Wednesday, January 1, 2020

I’m Staying on the Battlefield

Originally posted on July 23, 2019 at DaTechGuy Blog.


Roger L. Simon:
I left Los Angeles for Nashville slightly over a year ago. When I call friends back in my former home (for 50 years), most of them tell me I got out just in time.
Actually, they’re wrong. I should have gotten out ten or even fifteen years before. The handwriting was on the wall. (…)
Now everybody knows about the 36,000 homeless on the streets of LA, over 60,000 in the county, replete with human feces and syringes littering the sidewalks, along with rats, typhus and even rumors of bubonic plague.
And those figures are what we’re told. No one, if you can trust the comments sections in the LA Times or the Next Door app for my old Hollywood neighborhood, remotely believes them. They could be three or four times the number. And how do you take a census of the homeless anyway? They are inherently nomadic. But everyone knows they are everywhere, along those sidewalks, under the freeway underpasses, even in the brush up by Mulholland Drive. Maybe they should add homeless encampments to the Disneyland Mulholland ride. (…)
Shelters, some of them well built, have been constructed all over the city but the homeless don’t want to stay in them. The reason is these shelters are drug-free zones and the homeless of LA (and San Francisco and Seattle) are anything but drug-free. Most are addicts. They prefer to live in tents where they can smoke what they want, shoot what they want, pop what they want.
And this is the stark reality. I know because I lived in homeless housing — different from a shelter — for nine months in 2015. No illegal drugs and no alcohol; you are drug tested before being allowed to live there. And violations of the rules result in eviction.

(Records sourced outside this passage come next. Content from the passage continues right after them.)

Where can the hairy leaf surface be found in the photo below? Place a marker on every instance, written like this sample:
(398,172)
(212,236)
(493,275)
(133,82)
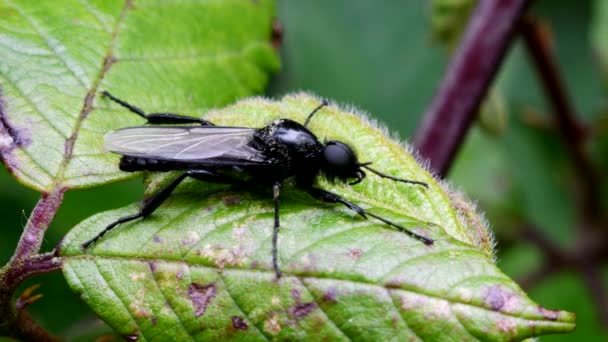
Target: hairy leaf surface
(199,268)
(182,56)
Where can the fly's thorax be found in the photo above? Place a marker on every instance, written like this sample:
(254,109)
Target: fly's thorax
(290,140)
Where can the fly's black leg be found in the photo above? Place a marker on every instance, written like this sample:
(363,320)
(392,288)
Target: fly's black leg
(157,199)
(158,118)
(330,197)
(276,188)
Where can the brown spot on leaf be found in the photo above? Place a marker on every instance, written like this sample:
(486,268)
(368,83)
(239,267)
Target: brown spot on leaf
(239,323)
(548,314)
(497,297)
(295,294)
(355,253)
(231,200)
(11,137)
(330,295)
(302,310)
(201,296)
(276,38)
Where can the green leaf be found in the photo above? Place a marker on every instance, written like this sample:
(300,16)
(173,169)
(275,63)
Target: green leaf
(199,268)
(183,56)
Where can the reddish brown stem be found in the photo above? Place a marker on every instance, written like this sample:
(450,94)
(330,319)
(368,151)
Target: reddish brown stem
(25,263)
(538,42)
(472,69)
(36,226)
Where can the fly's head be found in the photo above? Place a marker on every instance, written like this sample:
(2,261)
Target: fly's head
(339,162)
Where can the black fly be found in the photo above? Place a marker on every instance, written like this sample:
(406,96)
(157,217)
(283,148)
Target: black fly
(269,155)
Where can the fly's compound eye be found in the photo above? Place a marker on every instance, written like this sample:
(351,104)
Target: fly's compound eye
(340,160)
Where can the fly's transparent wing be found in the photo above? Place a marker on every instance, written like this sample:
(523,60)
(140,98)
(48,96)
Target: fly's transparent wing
(183,143)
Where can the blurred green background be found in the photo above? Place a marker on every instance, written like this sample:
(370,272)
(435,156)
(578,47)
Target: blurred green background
(380,56)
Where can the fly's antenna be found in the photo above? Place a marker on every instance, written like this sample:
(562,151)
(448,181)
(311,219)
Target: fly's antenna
(384,175)
(323,104)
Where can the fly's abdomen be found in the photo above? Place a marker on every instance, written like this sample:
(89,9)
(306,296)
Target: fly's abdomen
(132,164)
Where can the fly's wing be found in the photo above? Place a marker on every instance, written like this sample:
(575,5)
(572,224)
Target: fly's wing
(184,143)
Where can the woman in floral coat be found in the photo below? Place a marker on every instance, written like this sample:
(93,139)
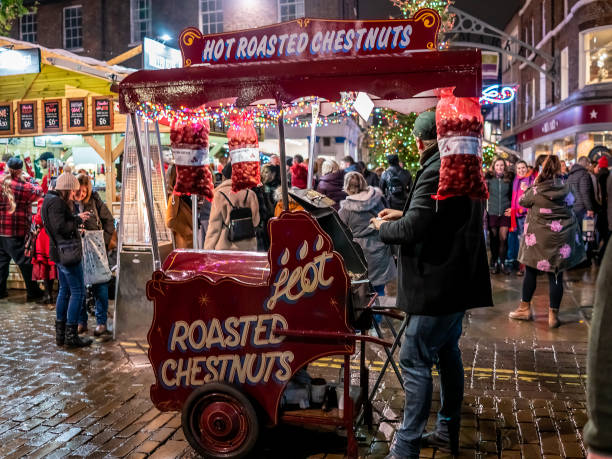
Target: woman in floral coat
(552,242)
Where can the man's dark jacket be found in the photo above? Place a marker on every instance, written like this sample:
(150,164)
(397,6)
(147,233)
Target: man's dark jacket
(443,261)
(60,222)
(582,186)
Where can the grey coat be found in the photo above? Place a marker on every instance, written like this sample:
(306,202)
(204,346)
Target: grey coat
(552,240)
(599,363)
(356,211)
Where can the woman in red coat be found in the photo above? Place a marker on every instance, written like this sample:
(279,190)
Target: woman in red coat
(43,269)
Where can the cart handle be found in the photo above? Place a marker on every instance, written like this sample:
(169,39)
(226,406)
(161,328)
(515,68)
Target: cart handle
(331,335)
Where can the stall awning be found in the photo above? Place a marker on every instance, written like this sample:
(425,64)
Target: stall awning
(61,72)
(386,77)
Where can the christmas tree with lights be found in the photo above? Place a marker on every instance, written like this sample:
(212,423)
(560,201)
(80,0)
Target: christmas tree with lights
(391,134)
(390,131)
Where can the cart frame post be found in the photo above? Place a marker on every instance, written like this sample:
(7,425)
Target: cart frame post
(147,195)
(283,158)
(313,127)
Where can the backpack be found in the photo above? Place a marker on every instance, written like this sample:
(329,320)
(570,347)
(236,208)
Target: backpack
(396,187)
(241,221)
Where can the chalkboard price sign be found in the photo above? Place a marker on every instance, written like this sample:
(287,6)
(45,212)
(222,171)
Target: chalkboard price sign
(27,117)
(77,114)
(102,113)
(52,112)
(6,119)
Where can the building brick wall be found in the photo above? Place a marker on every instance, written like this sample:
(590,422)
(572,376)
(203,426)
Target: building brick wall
(595,14)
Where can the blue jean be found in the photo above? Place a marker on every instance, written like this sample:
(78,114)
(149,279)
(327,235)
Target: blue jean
(100,293)
(430,340)
(71,293)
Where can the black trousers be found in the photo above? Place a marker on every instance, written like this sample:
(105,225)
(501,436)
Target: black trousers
(555,286)
(14,248)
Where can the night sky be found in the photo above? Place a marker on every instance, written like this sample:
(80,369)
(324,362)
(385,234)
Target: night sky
(496,13)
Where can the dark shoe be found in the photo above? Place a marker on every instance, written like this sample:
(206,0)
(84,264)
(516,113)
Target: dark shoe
(60,332)
(35,295)
(553,318)
(434,440)
(73,339)
(101,330)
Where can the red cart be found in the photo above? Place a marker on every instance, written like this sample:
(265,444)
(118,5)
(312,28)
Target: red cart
(230,329)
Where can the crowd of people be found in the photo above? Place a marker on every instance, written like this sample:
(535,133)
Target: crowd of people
(47,245)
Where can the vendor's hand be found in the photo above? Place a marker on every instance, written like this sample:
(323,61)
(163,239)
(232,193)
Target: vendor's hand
(377,223)
(390,215)
(593,455)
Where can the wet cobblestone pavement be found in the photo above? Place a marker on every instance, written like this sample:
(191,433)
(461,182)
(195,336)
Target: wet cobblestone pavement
(525,389)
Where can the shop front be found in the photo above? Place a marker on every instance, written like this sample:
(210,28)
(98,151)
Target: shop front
(569,133)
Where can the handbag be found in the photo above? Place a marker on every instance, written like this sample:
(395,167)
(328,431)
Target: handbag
(30,241)
(241,221)
(95,260)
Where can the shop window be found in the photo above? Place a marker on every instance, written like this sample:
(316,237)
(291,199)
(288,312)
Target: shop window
(543,89)
(27,28)
(564,73)
(73,27)
(211,16)
(141,20)
(290,9)
(597,55)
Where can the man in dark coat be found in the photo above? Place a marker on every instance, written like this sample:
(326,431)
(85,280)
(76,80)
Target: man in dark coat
(443,271)
(582,186)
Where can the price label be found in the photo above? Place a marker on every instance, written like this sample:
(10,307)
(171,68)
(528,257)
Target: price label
(52,111)
(27,117)
(77,114)
(6,122)
(103,113)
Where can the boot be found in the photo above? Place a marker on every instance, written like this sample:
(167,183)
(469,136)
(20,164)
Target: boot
(60,332)
(553,318)
(523,312)
(73,339)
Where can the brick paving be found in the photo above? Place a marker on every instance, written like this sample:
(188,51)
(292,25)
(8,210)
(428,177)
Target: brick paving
(525,391)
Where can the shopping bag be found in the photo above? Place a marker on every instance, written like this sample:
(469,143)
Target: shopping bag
(95,261)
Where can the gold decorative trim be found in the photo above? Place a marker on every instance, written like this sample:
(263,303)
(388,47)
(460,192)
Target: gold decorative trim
(190,35)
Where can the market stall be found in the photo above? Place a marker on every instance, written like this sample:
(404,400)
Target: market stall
(230,330)
(56,101)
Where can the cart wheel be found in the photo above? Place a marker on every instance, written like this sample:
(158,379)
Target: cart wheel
(219,421)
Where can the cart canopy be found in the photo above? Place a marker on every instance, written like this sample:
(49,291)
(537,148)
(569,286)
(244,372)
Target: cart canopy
(387,77)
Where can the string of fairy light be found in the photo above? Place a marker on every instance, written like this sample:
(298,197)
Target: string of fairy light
(295,114)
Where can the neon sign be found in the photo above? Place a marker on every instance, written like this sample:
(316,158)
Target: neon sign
(497,94)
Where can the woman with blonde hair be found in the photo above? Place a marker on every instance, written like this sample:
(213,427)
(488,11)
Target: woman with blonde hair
(62,225)
(360,206)
(18,193)
(101,218)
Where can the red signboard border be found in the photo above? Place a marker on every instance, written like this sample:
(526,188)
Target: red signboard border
(59,117)
(34,129)
(85,108)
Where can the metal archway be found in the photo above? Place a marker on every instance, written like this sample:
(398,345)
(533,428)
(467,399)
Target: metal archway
(469,31)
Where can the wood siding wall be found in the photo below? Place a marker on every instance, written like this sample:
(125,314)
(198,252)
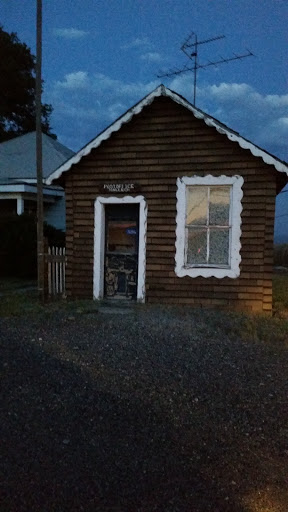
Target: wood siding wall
(162,143)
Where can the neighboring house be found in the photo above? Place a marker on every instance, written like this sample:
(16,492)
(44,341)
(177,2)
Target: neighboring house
(169,205)
(18,177)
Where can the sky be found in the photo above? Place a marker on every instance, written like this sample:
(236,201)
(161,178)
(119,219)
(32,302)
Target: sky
(100,57)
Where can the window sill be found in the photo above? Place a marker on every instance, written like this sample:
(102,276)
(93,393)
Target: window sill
(217,272)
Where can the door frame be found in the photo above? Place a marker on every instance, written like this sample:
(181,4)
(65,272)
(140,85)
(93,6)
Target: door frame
(99,243)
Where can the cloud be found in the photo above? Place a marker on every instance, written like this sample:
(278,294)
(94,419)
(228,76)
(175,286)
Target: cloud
(261,118)
(137,43)
(70,33)
(151,57)
(85,104)
(77,80)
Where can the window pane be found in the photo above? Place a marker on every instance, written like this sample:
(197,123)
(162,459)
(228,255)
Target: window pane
(219,206)
(197,201)
(219,246)
(196,246)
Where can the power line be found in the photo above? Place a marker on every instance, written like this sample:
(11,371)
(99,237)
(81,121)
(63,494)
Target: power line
(192,43)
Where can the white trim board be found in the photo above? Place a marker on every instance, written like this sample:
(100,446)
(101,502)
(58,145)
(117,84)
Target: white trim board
(235,243)
(99,243)
(161,90)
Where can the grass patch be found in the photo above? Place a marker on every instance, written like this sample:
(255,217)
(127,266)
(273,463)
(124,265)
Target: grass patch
(280,293)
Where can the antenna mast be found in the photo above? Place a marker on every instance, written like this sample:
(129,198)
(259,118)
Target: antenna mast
(190,48)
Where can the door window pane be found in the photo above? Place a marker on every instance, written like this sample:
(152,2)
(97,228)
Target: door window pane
(196,246)
(219,206)
(197,205)
(122,236)
(219,246)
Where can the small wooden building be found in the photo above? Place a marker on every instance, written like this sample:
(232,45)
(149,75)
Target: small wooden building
(169,205)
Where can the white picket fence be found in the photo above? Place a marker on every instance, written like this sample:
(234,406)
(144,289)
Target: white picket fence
(56,263)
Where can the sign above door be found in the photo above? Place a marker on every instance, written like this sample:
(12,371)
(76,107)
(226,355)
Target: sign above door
(119,188)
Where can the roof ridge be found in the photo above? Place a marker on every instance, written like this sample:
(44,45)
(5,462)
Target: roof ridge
(162,90)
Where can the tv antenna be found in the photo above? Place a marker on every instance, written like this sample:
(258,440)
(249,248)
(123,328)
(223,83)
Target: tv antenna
(190,48)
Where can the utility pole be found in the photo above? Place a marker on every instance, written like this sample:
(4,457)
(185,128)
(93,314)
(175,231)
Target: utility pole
(38,107)
(192,43)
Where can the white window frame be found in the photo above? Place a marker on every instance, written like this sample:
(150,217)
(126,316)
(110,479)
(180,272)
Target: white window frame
(233,270)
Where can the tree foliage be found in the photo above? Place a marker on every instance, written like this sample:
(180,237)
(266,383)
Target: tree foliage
(18,248)
(17,89)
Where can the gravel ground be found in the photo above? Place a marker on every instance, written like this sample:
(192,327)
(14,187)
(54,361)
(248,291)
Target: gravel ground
(160,409)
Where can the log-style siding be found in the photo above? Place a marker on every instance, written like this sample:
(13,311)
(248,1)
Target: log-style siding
(163,142)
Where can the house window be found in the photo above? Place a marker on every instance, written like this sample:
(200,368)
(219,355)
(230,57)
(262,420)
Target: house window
(208,226)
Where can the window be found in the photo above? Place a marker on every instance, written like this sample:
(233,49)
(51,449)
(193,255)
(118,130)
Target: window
(208,226)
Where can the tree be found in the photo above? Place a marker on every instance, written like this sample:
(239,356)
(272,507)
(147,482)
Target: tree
(17,89)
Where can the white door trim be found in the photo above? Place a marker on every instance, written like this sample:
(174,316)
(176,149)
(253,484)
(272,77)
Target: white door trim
(99,243)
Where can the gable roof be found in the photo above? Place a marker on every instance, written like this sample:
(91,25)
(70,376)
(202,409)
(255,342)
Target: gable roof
(161,90)
(18,157)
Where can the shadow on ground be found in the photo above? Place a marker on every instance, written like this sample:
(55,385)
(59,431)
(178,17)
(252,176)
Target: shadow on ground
(70,443)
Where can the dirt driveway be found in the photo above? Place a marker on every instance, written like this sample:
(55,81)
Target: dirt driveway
(154,410)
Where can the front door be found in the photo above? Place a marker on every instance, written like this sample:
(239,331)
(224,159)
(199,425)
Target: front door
(121,251)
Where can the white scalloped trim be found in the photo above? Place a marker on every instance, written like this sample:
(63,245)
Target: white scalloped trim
(161,90)
(235,244)
(99,243)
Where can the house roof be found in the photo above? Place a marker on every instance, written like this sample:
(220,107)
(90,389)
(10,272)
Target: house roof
(161,90)
(18,157)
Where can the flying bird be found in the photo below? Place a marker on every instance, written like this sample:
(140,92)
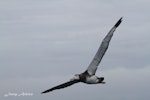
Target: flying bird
(88,76)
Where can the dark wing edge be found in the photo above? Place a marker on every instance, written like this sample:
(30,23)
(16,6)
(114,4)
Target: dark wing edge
(102,49)
(64,85)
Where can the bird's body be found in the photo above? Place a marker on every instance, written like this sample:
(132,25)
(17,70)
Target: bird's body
(89,76)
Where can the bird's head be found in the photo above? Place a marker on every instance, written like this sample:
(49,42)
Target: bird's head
(76,77)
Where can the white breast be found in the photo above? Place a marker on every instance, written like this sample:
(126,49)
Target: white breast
(92,80)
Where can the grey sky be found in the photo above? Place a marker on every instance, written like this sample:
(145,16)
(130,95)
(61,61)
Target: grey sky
(45,42)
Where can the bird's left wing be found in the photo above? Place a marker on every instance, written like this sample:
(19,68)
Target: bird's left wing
(62,85)
(102,49)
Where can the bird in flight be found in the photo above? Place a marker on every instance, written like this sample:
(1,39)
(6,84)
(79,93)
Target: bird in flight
(88,76)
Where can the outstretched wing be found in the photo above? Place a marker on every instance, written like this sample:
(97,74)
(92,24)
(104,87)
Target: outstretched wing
(102,49)
(62,86)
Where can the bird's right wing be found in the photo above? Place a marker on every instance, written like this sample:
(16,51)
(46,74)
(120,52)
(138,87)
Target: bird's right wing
(62,85)
(102,49)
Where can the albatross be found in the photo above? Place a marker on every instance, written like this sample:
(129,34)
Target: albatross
(88,76)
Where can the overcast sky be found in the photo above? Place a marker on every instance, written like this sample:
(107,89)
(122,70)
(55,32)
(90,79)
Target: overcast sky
(43,43)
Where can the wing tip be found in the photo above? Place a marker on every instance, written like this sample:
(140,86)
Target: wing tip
(119,21)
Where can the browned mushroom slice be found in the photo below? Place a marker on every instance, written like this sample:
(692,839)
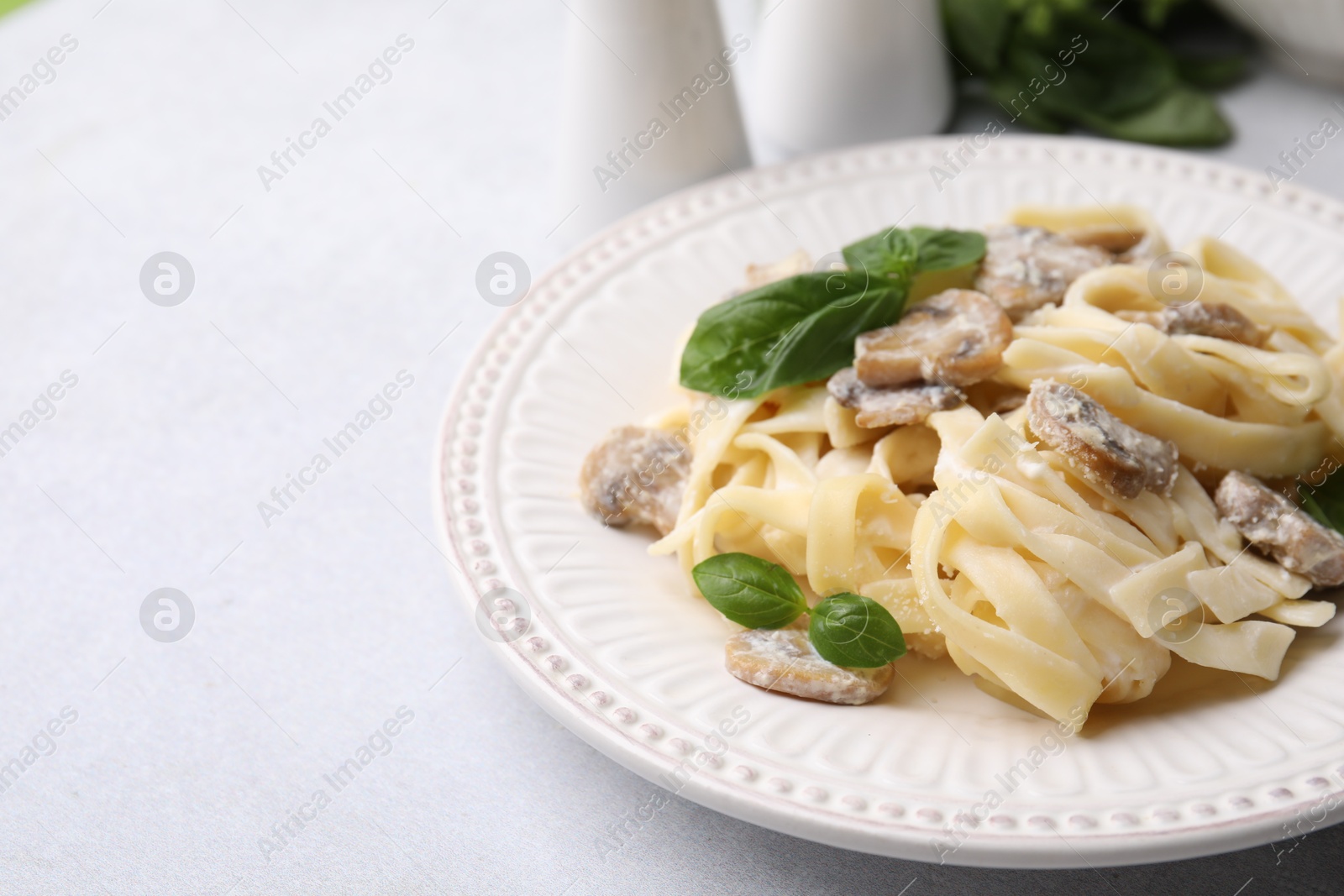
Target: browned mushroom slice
(1203,318)
(784,660)
(1280,528)
(636,474)
(956,338)
(900,406)
(1102,448)
(1027,268)
(1115,237)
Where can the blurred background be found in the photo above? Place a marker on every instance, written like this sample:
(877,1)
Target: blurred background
(230,228)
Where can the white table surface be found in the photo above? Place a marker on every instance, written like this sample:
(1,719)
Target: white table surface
(311,631)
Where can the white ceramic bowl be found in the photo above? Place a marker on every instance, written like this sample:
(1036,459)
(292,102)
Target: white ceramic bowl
(622,656)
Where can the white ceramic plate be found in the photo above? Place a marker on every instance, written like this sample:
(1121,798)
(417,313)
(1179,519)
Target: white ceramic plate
(622,654)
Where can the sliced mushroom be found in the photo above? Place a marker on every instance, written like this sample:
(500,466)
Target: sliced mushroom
(1115,237)
(900,406)
(956,338)
(1027,268)
(1203,318)
(636,474)
(1280,528)
(1102,448)
(784,660)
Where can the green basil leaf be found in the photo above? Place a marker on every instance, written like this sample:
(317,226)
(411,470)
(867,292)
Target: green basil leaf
(750,591)
(947,249)
(1183,117)
(978,31)
(893,254)
(1321,495)
(1086,66)
(855,631)
(801,328)
(790,332)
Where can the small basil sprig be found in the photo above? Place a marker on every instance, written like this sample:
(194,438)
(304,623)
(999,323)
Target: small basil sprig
(801,328)
(846,629)
(857,631)
(942,250)
(750,591)
(1324,500)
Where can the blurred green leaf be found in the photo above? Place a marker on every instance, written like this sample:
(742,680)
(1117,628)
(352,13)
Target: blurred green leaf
(1184,117)
(1211,73)
(978,29)
(8,6)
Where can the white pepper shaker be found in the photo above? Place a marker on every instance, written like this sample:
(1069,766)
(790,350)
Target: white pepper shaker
(835,73)
(649,105)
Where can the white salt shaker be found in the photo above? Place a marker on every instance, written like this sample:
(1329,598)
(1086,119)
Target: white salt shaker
(649,105)
(835,73)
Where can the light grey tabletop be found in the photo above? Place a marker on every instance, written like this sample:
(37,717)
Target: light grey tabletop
(328,622)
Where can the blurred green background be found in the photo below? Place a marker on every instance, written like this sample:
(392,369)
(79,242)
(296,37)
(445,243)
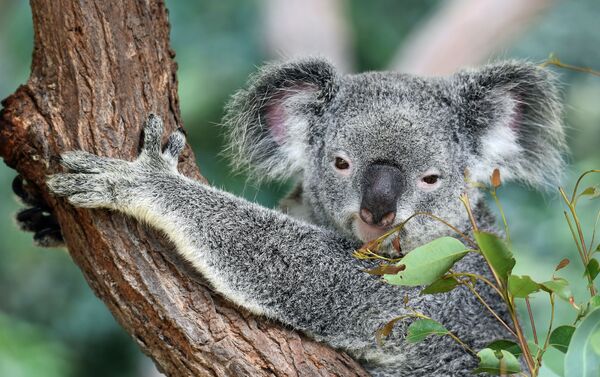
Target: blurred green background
(50,322)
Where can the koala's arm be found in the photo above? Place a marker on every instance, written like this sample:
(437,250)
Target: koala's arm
(267,262)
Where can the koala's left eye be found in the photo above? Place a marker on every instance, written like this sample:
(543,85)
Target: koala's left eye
(430,179)
(341,164)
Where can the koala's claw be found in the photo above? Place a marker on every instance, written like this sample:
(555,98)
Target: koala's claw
(37,217)
(96,181)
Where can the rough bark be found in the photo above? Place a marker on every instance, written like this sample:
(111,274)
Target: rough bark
(99,67)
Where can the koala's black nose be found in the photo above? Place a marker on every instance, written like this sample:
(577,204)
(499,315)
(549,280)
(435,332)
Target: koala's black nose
(382,186)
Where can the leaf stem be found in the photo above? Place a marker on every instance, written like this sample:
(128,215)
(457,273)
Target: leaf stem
(480,277)
(506,230)
(472,289)
(531,320)
(547,341)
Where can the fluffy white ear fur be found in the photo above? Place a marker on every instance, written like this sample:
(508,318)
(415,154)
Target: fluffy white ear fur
(500,148)
(268,123)
(520,127)
(289,127)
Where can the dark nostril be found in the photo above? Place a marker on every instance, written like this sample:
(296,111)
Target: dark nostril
(388,219)
(366,216)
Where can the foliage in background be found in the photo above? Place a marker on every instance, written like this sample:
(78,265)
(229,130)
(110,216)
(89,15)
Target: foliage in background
(45,304)
(431,265)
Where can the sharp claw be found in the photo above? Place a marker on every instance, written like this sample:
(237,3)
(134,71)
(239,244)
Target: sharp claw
(153,130)
(49,237)
(175,144)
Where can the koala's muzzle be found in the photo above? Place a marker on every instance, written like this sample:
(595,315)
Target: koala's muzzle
(382,186)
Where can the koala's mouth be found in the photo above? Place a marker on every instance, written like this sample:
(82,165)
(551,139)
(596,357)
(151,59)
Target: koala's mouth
(366,232)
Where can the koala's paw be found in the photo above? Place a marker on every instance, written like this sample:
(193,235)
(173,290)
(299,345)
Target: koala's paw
(102,182)
(37,217)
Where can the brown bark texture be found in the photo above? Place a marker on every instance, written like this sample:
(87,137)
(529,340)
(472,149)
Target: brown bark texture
(99,67)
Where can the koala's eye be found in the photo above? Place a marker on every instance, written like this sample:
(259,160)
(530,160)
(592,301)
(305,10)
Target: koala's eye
(430,179)
(341,164)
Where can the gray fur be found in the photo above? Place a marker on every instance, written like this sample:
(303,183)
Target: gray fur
(300,271)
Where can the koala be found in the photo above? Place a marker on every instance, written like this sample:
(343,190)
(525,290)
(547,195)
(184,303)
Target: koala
(367,151)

For myself, I like red wine, but I went without during my stay there. And I saw many people get booted for smuggling in their numbing agent of choice and being discovered.

Given a choice between getting high and sleeping indoors, all too many will choose the former.

The overarching factor for the exploding numbers of homeless persons here, of course, is that involuntary commitment into mental hospitals and insane asylums is illegal. “Civil rights,” you know.

And then there’s the great weather.

Roger picked a very nice state for relocation. Last year, I visited Tennessee – first time ever — and it’s high on the list for my own future move.

But I’m staying for now. Yes, it’s tough to live here, but as I’ve mentioned several times, I stay because of my church and it’s the lone reason.

California is the battlefield — not just a political one, but a spiritual one; the rising numbers of addicts is one of dozens of indications.

I have no plans on going out to “save” anyone, but I do sense that this state is on the edge of something good and I want to be here to see it and, maybe, be a part of it.

We will have to hit bottom, though, like all addicts.

And I think we’re almost there. At least I hope so.

2020 will be a very illuminating year.

ADDITIONAL (1/1/2020): California Law AB5, which effectively bans freelancers of almost any stripe -- like me -- became active today.